Por su finísima sensibilidad para olores y sabores, paladeaba los vinos mejor que un sommelier cinco estrellas y combinaba los ingredientes en sus platos mejor que un chef egresado de Le Cordon Bleu de París. Cuando invitaba a su casa, su mesa era un dechado de buen gusto y distinción. Conocía tan bien a sus familiares y amigos que cada uno recibía aquello que más le gustaba, preparado de manera exquisita, amorosa y delicada.

Tan extrema sensibilidad se le volvía en contra con algunos sabores. Aborrecía el dulce de leche, las nueces, las berenjenas y el pepino, el ajo y el hinojo, el tomate cocido y la zanahoria cruda, la remolacha y la lechuga, los fritos no aparecían en su menú y las carnes, tanto las rojas como las blancas, debían estar en su punto justo, ni demasiado secas ni demasiado jugosas. No tomaba leche ni mate y la única bebida que toleraba era la limonada aderezada con una hojita de menta.

Le irritaban las aglomeraciones y la algarabía, las fiestas concurridas, las colas, los medios de transporte públicos, las esperas. Ir de compras era una tortura porque se probaba decenas de cosas y siempre encontraba “eso” que no estaba bien. Demasiado verde o poco azul. Muy apretado o demasiado suelto. Tan a la moda que parecía oveja masificada o tan demodé que se veía vieja antigualla.

Caty, inteligente y generosa, no era fácil. Su marido decía que era de alto mantenimiento. No le gustaba que la vieran quisquillosa, susceptible, exagerada o, como se dice hoy, intensa, pero no podía remediar ser como era. Habría dado todo y mucho más por ser fácil, llevadera, por no estar tan atenta a que si las cosas eran así o asá, por no tomarse todo tan personal y tan a pecho. Cuando ya no se aguantaba ser como Mafalda a la que le dolía el mundo, se recluía huyendo de sí misma y de la mirada acusadora de los demás.

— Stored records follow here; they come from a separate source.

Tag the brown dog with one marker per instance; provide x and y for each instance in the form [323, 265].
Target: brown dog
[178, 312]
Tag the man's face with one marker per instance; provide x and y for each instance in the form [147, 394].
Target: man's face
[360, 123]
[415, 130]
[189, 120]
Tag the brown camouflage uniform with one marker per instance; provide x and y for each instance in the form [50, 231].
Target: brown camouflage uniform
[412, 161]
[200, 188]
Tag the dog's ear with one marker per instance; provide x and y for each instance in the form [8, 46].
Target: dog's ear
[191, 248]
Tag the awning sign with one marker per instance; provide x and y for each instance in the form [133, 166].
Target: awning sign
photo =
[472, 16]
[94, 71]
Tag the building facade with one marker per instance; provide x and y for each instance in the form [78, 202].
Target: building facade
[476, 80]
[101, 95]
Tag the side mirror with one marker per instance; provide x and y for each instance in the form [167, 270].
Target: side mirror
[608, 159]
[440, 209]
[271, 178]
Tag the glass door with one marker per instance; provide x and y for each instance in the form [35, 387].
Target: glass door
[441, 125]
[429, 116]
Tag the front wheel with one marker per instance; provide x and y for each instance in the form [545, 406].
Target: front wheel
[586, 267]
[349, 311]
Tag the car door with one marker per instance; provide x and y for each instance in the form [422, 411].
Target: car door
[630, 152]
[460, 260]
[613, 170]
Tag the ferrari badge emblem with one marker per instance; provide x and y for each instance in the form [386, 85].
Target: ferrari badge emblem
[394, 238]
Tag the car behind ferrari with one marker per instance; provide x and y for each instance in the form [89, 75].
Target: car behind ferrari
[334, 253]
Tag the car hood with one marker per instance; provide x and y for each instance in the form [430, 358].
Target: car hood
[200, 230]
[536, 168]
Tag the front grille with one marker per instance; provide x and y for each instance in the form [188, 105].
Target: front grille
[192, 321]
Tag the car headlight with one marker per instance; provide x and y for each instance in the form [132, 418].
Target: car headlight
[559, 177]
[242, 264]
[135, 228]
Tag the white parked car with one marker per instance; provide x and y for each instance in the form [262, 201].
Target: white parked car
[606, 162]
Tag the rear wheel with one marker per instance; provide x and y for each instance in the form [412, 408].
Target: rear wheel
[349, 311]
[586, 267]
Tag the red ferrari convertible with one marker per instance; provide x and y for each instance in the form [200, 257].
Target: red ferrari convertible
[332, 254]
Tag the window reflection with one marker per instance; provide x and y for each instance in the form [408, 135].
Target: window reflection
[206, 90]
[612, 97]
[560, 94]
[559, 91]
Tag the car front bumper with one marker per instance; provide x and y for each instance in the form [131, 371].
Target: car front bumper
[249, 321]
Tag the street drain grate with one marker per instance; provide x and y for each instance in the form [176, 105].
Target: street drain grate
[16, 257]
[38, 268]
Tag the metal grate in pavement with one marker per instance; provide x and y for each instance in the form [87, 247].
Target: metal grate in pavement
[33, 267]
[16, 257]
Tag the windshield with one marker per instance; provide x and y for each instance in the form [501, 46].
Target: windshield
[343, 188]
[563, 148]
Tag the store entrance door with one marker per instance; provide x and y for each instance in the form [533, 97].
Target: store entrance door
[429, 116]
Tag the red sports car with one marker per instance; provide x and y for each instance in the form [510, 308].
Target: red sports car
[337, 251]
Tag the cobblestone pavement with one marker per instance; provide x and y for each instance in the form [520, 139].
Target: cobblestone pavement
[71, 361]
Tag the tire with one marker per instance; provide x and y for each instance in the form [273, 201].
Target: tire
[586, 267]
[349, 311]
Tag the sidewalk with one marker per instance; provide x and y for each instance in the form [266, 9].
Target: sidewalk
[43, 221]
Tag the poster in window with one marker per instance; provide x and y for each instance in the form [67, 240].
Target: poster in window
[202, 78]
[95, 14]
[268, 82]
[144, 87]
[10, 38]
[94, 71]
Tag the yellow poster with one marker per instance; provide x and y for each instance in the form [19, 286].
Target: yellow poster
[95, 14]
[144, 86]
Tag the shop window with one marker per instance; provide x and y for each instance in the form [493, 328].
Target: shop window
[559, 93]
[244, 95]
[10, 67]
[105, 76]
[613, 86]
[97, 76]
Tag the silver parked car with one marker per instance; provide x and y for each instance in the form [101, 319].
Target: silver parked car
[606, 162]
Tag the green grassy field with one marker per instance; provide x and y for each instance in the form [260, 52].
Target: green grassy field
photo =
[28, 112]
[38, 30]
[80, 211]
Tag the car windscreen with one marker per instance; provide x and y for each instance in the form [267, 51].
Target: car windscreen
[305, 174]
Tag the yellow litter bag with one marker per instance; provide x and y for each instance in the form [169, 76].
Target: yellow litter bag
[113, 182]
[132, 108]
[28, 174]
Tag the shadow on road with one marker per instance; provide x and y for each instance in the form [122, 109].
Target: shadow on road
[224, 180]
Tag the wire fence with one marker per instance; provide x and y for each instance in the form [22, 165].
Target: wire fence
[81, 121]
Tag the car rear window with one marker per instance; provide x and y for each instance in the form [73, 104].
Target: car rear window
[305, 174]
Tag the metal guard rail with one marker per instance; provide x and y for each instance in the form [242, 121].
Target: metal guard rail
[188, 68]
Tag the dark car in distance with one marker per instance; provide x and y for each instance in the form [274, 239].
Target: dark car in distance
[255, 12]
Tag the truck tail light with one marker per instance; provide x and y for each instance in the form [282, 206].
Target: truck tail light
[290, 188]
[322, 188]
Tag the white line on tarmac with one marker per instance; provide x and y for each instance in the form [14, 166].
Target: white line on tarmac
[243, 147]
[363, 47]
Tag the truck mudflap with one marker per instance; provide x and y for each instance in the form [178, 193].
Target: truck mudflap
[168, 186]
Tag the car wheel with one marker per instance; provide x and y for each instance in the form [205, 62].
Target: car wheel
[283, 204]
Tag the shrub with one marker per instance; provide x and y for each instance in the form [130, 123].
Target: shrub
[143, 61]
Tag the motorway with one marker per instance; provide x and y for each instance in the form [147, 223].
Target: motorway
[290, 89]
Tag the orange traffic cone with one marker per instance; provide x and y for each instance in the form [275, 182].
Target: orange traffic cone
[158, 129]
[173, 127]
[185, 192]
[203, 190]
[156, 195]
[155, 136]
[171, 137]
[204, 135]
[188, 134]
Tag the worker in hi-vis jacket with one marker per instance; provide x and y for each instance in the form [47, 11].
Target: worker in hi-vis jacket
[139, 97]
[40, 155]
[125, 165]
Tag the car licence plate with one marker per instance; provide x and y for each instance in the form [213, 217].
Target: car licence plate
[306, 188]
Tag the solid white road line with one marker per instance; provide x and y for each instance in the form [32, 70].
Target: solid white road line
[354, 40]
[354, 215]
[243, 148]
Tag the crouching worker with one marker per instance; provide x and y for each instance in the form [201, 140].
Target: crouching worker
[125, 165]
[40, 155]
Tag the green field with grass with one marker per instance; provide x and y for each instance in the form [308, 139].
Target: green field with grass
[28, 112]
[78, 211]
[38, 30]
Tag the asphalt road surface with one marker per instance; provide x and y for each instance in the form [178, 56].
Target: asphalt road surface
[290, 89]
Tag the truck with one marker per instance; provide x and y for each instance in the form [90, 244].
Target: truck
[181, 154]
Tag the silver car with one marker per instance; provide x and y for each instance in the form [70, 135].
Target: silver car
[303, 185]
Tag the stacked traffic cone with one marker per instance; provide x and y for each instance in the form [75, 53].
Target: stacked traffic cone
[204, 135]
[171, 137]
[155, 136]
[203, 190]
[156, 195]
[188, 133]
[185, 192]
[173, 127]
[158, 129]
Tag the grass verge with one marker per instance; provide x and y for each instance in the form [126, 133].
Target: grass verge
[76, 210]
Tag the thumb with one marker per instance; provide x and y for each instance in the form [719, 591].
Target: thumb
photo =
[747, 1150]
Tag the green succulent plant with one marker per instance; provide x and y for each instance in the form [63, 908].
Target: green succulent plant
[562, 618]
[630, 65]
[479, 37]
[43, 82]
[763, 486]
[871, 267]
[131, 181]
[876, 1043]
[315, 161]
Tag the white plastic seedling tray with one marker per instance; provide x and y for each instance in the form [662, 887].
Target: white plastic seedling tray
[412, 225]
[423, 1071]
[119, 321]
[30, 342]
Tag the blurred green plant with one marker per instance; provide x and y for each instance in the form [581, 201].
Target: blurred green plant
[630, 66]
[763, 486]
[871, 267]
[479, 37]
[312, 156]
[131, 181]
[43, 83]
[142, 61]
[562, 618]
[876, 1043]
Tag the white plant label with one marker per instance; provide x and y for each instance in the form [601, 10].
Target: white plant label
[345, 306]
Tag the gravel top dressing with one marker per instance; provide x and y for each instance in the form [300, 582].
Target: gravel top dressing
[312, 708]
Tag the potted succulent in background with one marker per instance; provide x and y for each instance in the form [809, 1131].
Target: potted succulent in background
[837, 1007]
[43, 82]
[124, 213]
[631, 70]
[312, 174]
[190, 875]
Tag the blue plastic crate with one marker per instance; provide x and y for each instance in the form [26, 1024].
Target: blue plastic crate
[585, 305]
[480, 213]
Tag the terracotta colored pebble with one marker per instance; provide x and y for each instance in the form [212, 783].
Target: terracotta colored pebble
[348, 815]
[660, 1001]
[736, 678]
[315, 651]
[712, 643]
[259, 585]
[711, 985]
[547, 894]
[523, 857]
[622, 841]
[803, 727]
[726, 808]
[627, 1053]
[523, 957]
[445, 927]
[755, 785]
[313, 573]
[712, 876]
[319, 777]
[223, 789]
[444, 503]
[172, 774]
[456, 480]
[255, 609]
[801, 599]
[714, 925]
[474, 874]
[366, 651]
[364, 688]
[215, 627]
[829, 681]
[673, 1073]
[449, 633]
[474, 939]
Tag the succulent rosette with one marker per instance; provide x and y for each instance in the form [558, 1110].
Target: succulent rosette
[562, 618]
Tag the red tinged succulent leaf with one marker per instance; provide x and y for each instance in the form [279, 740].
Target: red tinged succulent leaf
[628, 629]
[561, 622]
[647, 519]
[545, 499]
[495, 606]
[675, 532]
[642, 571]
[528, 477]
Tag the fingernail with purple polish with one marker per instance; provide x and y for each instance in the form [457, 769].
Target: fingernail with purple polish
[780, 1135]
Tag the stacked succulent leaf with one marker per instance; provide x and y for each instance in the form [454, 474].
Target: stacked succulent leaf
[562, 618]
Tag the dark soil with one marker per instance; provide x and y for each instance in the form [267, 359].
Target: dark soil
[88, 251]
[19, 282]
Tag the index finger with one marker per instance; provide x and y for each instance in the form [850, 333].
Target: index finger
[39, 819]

Todo cambió cuando leyó sobre los PAS, las “Personas Altamente Sensibles” cuya condición sensorial y emocional está exacerbada de un modo extremo. Dejó de verse como caprichosa, demandante o egoísta puesto que los PAS nacen PAS, no lo eligen ni lo pueden cambiar. Aunque no tenga fundamento científico, para Caty fue un alivio emocional pensarse como parte de ese colectivo imaginario. Pensó “se non è vero è ben trovato” porque le sirvió para dejar de pelearse y decidirse a convivir consigo misma, hasta para tomarse en poco en broma y encontrar algo de paz.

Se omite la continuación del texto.